POST /quote/4711/owner - adds an owner to the quote created above. This
can subsequently be read or modified using other HTTP verbs.
A subsequent GET to the quote resource would now return a different result.
The owner is already present, therefore the POST link to the owner would not
be offered anymore.
The same concept would be used to create a vehicle in the next step, which
would then leave the quote in a different state, where neither of the two links
would be available anymore. Instead the resource could now show a couple of
different links: Buy and Save.
It is important to remember here, that this is all done on the level of the
underlying API and not directly in the user interface. It would be better if the
user interface designer was already aware of the possible different actions that
are available, but generally it is not required to know all the possible steps in
advance.
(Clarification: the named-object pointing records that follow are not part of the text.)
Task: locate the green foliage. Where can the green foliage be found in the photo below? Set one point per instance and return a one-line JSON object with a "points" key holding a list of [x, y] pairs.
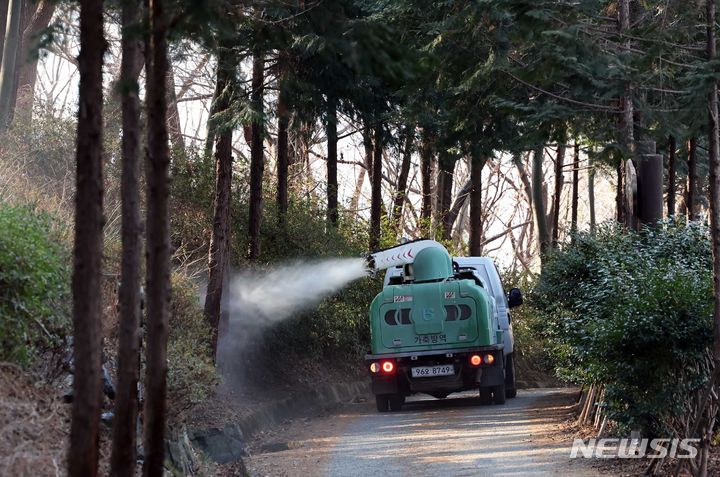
{"points": [[531, 344], [191, 371], [34, 279], [634, 312]]}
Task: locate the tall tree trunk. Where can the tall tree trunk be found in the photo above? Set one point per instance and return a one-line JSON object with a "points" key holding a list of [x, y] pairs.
{"points": [[8, 65], [591, 192], [257, 159], [174, 129], [354, 204], [477, 162], [559, 179], [539, 201], [124, 454], [691, 201], [88, 247], [627, 124], [446, 172], [158, 243], [401, 189], [220, 240], [283, 161], [368, 146], [4, 5], [458, 204], [331, 132], [376, 198], [27, 69], [620, 191], [426, 177], [575, 192], [714, 162], [672, 146]]}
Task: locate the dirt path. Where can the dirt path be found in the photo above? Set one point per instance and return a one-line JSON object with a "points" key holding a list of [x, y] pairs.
{"points": [[453, 437]]}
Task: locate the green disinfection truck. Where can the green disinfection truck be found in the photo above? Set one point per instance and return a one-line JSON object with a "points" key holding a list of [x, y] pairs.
{"points": [[439, 326]]}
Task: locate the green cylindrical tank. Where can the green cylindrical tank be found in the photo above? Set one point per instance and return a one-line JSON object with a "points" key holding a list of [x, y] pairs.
{"points": [[434, 311]]}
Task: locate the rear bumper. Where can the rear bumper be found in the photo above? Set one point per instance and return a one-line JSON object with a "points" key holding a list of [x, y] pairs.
{"points": [[465, 376]]}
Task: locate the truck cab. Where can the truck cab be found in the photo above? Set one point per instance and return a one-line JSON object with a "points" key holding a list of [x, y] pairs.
{"points": [[441, 326]]}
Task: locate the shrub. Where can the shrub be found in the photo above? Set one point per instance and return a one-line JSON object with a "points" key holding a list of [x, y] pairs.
{"points": [[34, 281], [191, 371], [634, 312]]}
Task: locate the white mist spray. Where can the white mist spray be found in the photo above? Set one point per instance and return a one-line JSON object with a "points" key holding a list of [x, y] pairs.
{"points": [[260, 298], [277, 294]]}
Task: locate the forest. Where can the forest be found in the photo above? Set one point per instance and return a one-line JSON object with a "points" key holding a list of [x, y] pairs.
{"points": [[151, 150]]}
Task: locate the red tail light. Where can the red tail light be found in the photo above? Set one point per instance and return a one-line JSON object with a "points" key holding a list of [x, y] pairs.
{"points": [[388, 367]]}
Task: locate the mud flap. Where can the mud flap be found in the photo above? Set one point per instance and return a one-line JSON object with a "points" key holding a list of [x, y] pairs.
{"points": [[384, 385], [490, 376]]}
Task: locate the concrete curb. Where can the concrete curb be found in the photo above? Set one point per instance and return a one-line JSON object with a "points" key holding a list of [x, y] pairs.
{"points": [[227, 444]]}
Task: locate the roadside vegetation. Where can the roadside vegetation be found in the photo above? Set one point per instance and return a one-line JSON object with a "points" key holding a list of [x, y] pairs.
{"points": [[632, 312]]}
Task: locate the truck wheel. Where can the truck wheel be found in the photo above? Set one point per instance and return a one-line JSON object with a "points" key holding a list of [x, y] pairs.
{"points": [[396, 402], [485, 396], [382, 402], [510, 389], [499, 393]]}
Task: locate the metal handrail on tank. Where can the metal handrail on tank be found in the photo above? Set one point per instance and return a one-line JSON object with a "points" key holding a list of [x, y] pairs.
{"points": [[402, 254]]}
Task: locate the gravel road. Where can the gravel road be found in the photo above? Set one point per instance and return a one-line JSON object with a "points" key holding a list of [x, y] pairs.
{"points": [[452, 437]]}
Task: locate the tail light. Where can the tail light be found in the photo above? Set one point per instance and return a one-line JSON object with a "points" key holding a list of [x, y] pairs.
{"points": [[388, 367]]}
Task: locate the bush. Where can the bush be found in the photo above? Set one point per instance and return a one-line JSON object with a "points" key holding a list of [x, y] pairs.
{"points": [[191, 371], [634, 312], [34, 282]]}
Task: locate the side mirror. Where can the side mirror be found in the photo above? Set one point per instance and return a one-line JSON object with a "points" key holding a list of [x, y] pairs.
{"points": [[515, 298]]}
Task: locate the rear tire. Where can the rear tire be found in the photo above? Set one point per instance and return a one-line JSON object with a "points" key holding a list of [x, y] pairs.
{"points": [[382, 402], [499, 394], [485, 396], [396, 401], [510, 389]]}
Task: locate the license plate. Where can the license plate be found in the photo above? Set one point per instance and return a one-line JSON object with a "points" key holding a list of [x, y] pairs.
{"points": [[430, 371]]}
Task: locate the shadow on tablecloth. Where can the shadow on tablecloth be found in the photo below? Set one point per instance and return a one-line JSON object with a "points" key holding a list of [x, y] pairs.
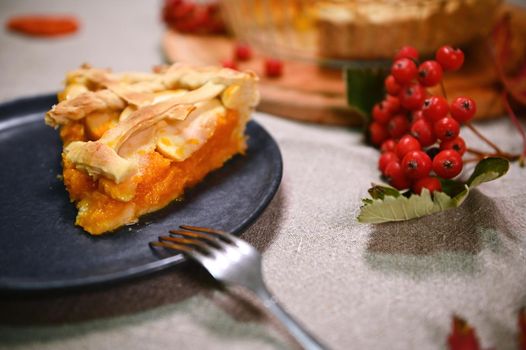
{"points": [[443, 243], [168, 287]]}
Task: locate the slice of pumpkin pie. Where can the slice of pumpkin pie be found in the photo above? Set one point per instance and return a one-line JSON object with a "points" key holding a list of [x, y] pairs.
{"points": [[133, 142]]}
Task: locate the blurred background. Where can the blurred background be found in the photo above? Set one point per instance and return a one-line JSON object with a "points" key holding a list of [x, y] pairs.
{"points": [[299, 48]]}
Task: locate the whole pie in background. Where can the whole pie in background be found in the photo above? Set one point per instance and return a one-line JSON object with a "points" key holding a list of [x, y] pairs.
{"points": [[133, 142]]}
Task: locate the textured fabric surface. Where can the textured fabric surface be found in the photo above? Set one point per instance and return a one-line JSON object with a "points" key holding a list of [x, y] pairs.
{"points": [[390, 286]]}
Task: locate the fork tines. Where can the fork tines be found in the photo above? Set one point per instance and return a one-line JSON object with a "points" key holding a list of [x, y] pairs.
{"points": [[187, 239]]}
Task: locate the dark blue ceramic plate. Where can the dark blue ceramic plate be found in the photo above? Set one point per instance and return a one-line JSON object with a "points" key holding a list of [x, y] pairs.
{"points": [[41, 249]]}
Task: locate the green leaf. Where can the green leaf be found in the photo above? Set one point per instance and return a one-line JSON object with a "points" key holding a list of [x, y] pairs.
{"points": [[404, 208], [364, 87], [388, 205], [379, 192], [487, 170]]}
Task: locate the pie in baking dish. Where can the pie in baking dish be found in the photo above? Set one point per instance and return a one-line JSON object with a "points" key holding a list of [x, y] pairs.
{"points": [[133, 142]]}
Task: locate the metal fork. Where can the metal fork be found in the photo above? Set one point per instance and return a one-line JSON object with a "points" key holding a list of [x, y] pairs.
{"points": [[232, 261]]}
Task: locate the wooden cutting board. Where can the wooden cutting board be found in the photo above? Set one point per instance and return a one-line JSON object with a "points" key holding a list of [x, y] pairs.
{"points": [[310, 93]]}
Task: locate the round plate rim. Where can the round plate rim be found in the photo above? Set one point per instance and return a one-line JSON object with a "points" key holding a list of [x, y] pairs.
{"points": [[23, 105]]}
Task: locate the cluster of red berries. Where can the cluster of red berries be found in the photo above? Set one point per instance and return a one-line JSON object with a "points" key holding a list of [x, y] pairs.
{"points": [[189, 16], [418, 133], [272, 67]]}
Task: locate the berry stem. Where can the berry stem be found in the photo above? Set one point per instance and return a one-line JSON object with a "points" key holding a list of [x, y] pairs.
{"points": [[443, 88], [483, 138], [517, 124], [475, 151], [472, 160]]}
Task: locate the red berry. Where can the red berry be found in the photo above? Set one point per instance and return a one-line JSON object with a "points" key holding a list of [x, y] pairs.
{"points": [[381, 113], [407, 144], [407, 52], [429, 73], [229, 64], [385, 159], [432, 152], [449, 58], [446, 128], [417, 115], [273, 68], [416, 165], [463, 109], [378, 133], [242, 52], [412, 96], [398, 126], [396, 177], [431, 183], [391, 86], [435, 108], [388, 146], [393, 104], [404, 70], [423, 131], [447, 164], [457, 144]]}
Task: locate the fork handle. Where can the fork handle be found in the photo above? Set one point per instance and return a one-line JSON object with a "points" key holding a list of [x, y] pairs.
{"points": [[306, 340]]}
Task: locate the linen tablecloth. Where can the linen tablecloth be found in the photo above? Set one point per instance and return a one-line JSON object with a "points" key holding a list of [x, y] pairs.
{"points": [[356, 286]]}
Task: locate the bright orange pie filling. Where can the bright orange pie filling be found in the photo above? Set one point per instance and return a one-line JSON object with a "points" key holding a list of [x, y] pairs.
{"points": [[133, 142], [159, 180]]}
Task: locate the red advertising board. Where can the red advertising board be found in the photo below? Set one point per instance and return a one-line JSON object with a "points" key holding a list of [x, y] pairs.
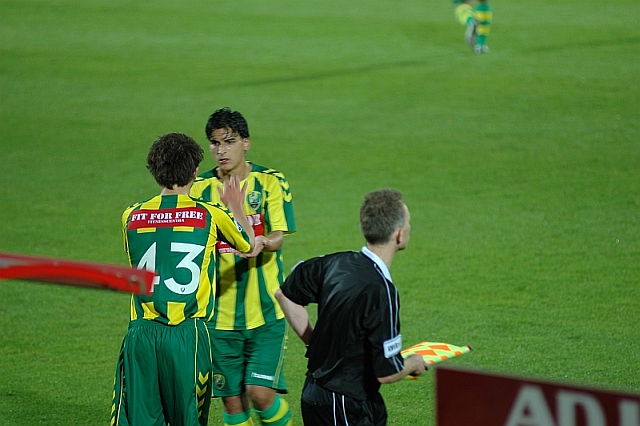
{"points": [[471, 398]]}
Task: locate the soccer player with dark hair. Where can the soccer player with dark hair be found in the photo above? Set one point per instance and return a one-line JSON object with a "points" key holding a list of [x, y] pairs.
{"points": [[477, 21], [163, 374], [355, 344], [248, 327]]}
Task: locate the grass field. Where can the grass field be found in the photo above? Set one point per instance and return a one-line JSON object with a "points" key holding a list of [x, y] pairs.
{"points": [[520, 167]]}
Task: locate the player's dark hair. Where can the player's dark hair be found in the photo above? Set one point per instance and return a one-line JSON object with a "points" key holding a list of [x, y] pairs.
{"points": [[224, 118], [173, 159], [382, 212]]}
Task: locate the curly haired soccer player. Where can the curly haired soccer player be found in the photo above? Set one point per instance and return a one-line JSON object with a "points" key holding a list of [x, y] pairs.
{"points": [[163, 374], [248, 330], [477, 21]]}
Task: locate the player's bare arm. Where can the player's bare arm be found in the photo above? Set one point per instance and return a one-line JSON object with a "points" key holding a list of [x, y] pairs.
{"points": [[270, 242], [297, 317], [414, 365]]}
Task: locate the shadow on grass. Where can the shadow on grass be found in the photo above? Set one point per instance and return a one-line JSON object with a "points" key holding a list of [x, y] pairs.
{"points": [[587, 44], [325, 74]]}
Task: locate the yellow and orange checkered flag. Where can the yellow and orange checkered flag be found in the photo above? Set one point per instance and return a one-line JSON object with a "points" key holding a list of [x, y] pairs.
{"points": [[435, 352]]}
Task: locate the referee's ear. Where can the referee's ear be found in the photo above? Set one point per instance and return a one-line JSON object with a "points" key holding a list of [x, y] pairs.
{"points": [[398, 236]]}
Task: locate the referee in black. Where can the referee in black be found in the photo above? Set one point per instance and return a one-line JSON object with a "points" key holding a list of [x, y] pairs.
{"points": [[356, 342]]}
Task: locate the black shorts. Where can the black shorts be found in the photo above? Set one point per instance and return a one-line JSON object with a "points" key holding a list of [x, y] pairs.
{"points": [[322, 407]]}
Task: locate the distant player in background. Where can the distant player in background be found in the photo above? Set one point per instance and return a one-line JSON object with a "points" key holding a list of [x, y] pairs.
{"points": [[477, 22], [248, 328], [163, 374], [355, 345]]}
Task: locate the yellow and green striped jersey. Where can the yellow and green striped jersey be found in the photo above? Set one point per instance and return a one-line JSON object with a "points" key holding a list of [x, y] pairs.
{"points": [[245, 287], [175, 236]]}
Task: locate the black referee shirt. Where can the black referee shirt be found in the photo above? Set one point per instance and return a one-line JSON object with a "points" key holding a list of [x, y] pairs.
{"points": [[357, 336]]}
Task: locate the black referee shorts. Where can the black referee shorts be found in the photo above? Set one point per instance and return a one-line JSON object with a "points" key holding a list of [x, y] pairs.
{"points": [[322, 407]]}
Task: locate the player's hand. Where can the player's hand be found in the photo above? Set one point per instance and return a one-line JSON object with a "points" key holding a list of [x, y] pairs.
{"points": [[231, 195], [260, 244]]}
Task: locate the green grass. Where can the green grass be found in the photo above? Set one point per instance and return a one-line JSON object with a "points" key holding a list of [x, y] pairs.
{"points": [[520, 169]]}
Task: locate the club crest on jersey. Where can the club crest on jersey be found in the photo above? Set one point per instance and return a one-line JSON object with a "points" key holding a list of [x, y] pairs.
{"points": [[219, 380], [254, 199]]}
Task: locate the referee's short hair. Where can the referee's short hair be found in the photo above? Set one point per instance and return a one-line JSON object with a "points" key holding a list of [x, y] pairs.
{"points": [[382, 212], [173, 159]]}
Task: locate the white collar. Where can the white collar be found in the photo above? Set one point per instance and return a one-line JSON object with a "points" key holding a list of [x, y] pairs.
{"points": [[383, 267]]}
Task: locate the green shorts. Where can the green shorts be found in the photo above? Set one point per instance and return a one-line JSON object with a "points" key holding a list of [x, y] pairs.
{"points": [[249, 357], [163, 375]]}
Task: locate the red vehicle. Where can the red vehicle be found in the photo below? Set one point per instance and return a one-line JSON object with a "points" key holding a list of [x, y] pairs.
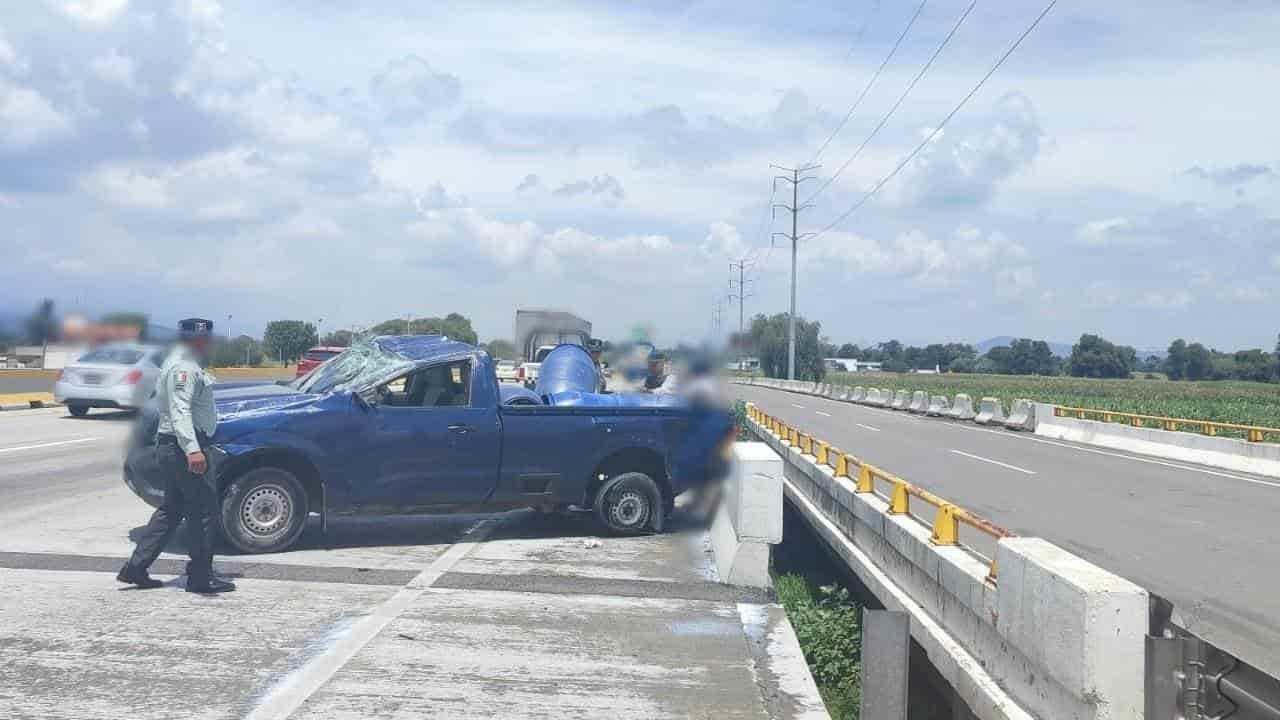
{"points": [[316, 356]]}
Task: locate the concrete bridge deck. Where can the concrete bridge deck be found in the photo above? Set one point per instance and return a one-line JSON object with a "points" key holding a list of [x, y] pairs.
{"points": [[510, 615], [1198, 536]]}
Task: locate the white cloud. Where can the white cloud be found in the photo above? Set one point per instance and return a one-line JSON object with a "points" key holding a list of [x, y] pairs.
{"points": [[91, 12], [115, 67], [27, 118]]}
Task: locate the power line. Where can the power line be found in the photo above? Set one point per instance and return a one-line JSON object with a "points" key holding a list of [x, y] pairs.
{"points": [[899, 104], [942, 124], [869, 83]]}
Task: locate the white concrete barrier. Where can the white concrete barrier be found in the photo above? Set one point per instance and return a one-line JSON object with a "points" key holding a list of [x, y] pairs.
{"points": [[749, 518], [919, 401], [901, 399], [1054, 638], [991, 411], [961, 409], [1022, 415], [938, 406], [1232, 454]]}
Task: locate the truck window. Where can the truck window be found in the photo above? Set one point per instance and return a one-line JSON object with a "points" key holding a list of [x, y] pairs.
{"points": [[447, 384]]}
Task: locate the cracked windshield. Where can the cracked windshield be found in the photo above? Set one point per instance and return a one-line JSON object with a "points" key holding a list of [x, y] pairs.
{"points": [[684, 359]]}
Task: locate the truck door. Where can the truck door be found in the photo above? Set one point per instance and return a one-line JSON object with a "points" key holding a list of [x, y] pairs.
{"points": [[429, 446]]}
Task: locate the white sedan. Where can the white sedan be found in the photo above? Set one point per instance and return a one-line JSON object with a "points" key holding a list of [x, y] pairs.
{"points": [[113, 376]]}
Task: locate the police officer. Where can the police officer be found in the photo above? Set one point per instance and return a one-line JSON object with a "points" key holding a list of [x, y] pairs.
{"points": [[187, 420]]}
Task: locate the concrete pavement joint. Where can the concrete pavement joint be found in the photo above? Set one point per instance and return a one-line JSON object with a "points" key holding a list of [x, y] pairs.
{"points": [[565, 584], [173, 566]]}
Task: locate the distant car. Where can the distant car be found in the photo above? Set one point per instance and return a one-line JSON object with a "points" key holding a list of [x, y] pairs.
{"points": [[507, 372], [113, 376], [316, 356]]}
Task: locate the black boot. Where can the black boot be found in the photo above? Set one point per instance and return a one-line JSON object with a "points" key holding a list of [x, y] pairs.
{"points": [[136, 577], [211, 586]]}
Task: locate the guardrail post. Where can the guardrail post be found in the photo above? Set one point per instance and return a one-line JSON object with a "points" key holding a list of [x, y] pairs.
{"points": [[946, 525], [900, 502]]}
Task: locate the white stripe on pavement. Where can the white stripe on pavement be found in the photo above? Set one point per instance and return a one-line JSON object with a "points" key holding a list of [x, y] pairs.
{"points": [[289, 693], [995, 461], [48, 445]]}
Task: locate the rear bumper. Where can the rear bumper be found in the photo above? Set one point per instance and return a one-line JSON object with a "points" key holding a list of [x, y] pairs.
{"points": [[129, 396]]}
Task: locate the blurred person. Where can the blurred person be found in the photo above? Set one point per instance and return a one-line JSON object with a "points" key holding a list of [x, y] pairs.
{"points": [[595, 349], [658, 381], [184, 392]]}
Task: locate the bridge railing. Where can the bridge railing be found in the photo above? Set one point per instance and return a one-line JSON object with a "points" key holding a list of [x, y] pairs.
{"points": [[1253, 433], [868, 479]]}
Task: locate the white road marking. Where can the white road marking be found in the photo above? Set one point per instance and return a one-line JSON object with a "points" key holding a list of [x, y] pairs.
{"points": [[1123, 456], [48, 445], [295, 688], [1024, 470], [1109, 454]]}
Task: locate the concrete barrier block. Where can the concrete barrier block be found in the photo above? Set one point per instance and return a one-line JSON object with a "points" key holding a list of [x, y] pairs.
{"points": [[991, 411], [1082, 625], [901, 399], [1022, 415], [938, 406], [919, 401], [961, 409]]}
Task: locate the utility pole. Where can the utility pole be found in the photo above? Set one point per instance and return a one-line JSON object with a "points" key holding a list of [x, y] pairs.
{"points": [[743, 264], [795, 178]]}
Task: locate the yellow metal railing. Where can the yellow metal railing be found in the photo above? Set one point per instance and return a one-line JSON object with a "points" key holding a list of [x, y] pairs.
{"points": [[947, 518], [1253, 433]]}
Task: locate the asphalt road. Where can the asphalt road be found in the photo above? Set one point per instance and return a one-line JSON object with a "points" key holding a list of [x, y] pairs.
{"points": [[397, 618], [1203, 538]]}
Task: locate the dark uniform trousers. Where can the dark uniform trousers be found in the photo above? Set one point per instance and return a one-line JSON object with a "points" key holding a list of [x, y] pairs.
{"points": [[186, 496]]}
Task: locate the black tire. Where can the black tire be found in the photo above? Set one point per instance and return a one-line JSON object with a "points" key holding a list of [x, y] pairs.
{"points": [[264, 510], [630, 504]]}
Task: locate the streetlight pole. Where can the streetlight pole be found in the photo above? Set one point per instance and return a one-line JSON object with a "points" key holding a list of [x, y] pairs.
{"points": [[795, 180]]}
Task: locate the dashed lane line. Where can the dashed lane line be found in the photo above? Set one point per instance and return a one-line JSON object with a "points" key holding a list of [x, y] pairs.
{"points": [[1024, 470], [48, 445]]}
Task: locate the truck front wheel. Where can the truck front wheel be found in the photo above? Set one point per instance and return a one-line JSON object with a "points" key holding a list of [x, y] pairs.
{"points": [[630, 504], [264, 510]]}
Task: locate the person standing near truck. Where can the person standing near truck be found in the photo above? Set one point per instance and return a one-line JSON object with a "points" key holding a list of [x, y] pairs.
{"points": [[187, 420]]}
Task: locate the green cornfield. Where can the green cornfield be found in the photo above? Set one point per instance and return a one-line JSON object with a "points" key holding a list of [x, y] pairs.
{"points": [[1224, 401]]}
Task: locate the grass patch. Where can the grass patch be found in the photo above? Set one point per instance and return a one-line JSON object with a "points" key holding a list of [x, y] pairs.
{"points": [[1224, 401], [828, 625]]}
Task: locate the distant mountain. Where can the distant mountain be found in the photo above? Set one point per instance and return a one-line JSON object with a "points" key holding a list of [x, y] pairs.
{"points": [[1060, 349]]}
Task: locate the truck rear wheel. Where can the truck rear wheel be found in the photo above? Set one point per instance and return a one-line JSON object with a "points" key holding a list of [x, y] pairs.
{"points": [[630, 504], [264, 510]]}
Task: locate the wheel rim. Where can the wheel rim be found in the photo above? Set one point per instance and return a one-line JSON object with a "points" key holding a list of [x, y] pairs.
{"points": [[266, 510], [629, 510]]}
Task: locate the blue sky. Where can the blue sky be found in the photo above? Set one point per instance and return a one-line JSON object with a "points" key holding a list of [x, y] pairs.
{"points": [[318, 159]]}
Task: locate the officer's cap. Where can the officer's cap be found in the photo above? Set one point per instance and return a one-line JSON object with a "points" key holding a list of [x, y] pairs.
{"points": [[195, 327]]}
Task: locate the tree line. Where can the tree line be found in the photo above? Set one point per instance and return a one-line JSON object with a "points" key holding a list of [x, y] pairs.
{"points": [[1092, 356]]}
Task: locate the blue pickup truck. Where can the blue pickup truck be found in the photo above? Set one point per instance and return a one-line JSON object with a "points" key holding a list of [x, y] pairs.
{"points": [[417, 424]]}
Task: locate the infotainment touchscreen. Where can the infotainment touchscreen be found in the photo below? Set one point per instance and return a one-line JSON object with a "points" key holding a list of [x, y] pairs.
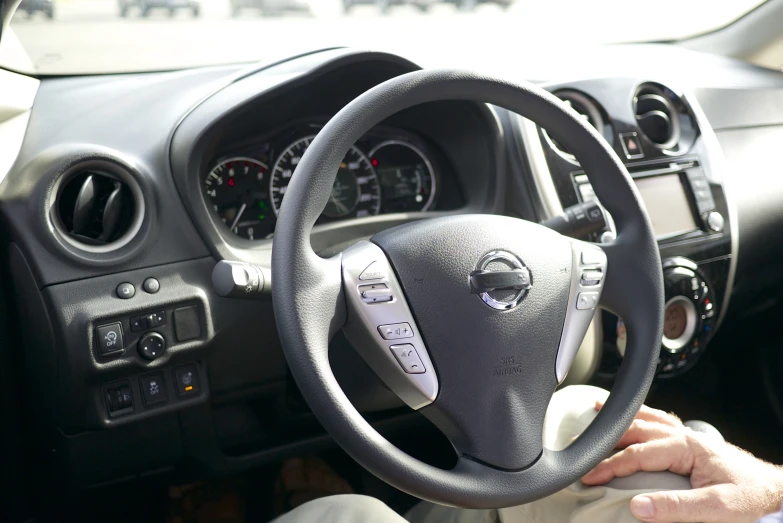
{"points": [[667, 204]]}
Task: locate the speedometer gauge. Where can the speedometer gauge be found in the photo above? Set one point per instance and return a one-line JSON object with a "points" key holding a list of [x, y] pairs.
{"points": [[238, 194], [355, 193], [406, 176]]}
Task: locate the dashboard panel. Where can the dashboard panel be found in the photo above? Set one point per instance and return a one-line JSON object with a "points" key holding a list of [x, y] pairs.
{"points": [[180, 126], [389, 170]]}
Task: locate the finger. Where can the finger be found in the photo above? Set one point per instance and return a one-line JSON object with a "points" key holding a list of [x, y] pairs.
{"points": [[649, 414], [681, 506], [672, 453], [642, 431]]}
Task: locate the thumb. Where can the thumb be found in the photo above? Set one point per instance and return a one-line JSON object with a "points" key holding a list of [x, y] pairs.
{"points": [[680, 506]]}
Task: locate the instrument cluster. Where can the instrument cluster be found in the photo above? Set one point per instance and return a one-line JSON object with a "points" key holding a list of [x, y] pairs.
{"points": [[387, 171]]}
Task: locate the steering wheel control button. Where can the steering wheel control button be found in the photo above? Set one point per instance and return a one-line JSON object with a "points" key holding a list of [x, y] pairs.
{"points": [[632, 146], [396, 331], [408, 359], [109, 339], [715, 221], [151, 285], [153, 389], [126, 291], [592, 277], [119, 399], [151, 346], [374, 271], [187, 325], [237, 280], [376, 293], [186, 381], [371, 325], [587, 301]]}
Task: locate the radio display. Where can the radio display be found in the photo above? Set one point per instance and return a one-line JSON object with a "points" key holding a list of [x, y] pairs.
{"points": [[667, 204]]}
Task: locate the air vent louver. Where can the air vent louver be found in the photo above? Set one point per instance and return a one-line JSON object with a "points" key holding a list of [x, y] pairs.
{"points": [[657, 116], [95, 208], [586, 107]]}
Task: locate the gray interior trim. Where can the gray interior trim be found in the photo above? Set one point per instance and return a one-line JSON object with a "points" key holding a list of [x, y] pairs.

It is also worth noting that this would allow you to react to subtle
differences in workflows in different scenarios, where for example one system
would require the owner to be entered first and one system would require the
vehicle to be entered first.
7 Reusability and Extensibility
Though CISL API should be used as is, it important that it remains extensible
(for example to adhere to national regulatory). CISL describes the common parts
that are designed and shared by the project team, but a partner may introduce
an extension module to support non global requirements. To extend the core
there are two possiblities:
– add new (sub)resources - introduce resource in parallel to the existing ones
(the URI has to be unique)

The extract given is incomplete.